Not that generator functions (functions containing a "yield" statement)
are used _differently_ to normal functions.
def gen():
x = 1
while True:
yield x
x += 2
This generates odd numbers. The _return_ of the function is an iterable,
the generator:
g = gen()
At this point the function _has not run_. If you print(g) you'll see a
generator object. It is iterable, and a common way to use it is to
iterable with a for-loop:
for n in g:
print(n)
Each iteration of the loop rns the function until it yields, and you get
what it yielded as the next value in the iteration. So the for-loop
about assigns odd numbers to "n".
>>or this for your None-ish approach:
>>
>> item, row, column_list =_ self.boxPairsInSameRow(candidate_pairs, x , y)

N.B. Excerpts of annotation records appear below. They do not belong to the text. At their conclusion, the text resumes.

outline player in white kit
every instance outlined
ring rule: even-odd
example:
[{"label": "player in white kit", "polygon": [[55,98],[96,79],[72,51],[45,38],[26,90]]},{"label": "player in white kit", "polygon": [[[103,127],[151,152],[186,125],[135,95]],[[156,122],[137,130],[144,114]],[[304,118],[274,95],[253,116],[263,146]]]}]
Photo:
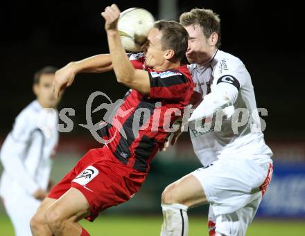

>> if (item, row, column_list) == (None, None, None):
>
>Should the Nones be enclosed within brackets? I didn't do that. I know
>that "if (a + b) == 2" is C syntax.
That's a precedence thing (and a readability thing, possibly). This is a
3-tuple:
None, None, None
You know you don't need the brackets - your return-statement used no
brackets, and it returns a tuple. (All Python functions return exactly
one object - your object just happens to be a tuple with 3 elements
inside it).
_However_, the == operator binds more tightly that the , operator. So
this:
if item, row, column_list == None, None, None:
is actually a 5-tuple:
item
row
column_list==None
None
None
Being a non-empty tuple, it is always true. Not what you wanted to test.
This:
if (item, row, column_list) == (None, None, None):
is a Boolean expression comparing 2 3-tuples. Inside brackets to get the
groups right. So "item, row, column_list" is the left hand 3-tuple, and
it is in brackets to keep it together. No different to:
(2 + 3) * 5
meaning 25 instead of:
2 + 3 * 5
meaning 17, because arithmetic precedence groups the "*" tighter than
the "+". Brackets to override default operator precedence.
>>A third alternative turns on your statement: "Once the pairs have been
>>found on a row then there is no need to search the remaining row or
>>rows". Is it _meaningful_ to search for more solutions, even if you
>>_currently_ just want the first one?
>
>There can only be a pair and they must be on the same row, not
>necessarily on the first row. So what I wrote was not correct. I do
>not need to continue searching once a pair has been found on a row but
>I do need to search beyond the first row in case the pair is on row 1
>or 2. I don't think the use of a generator is called for here.
On that basis, I don't think so either.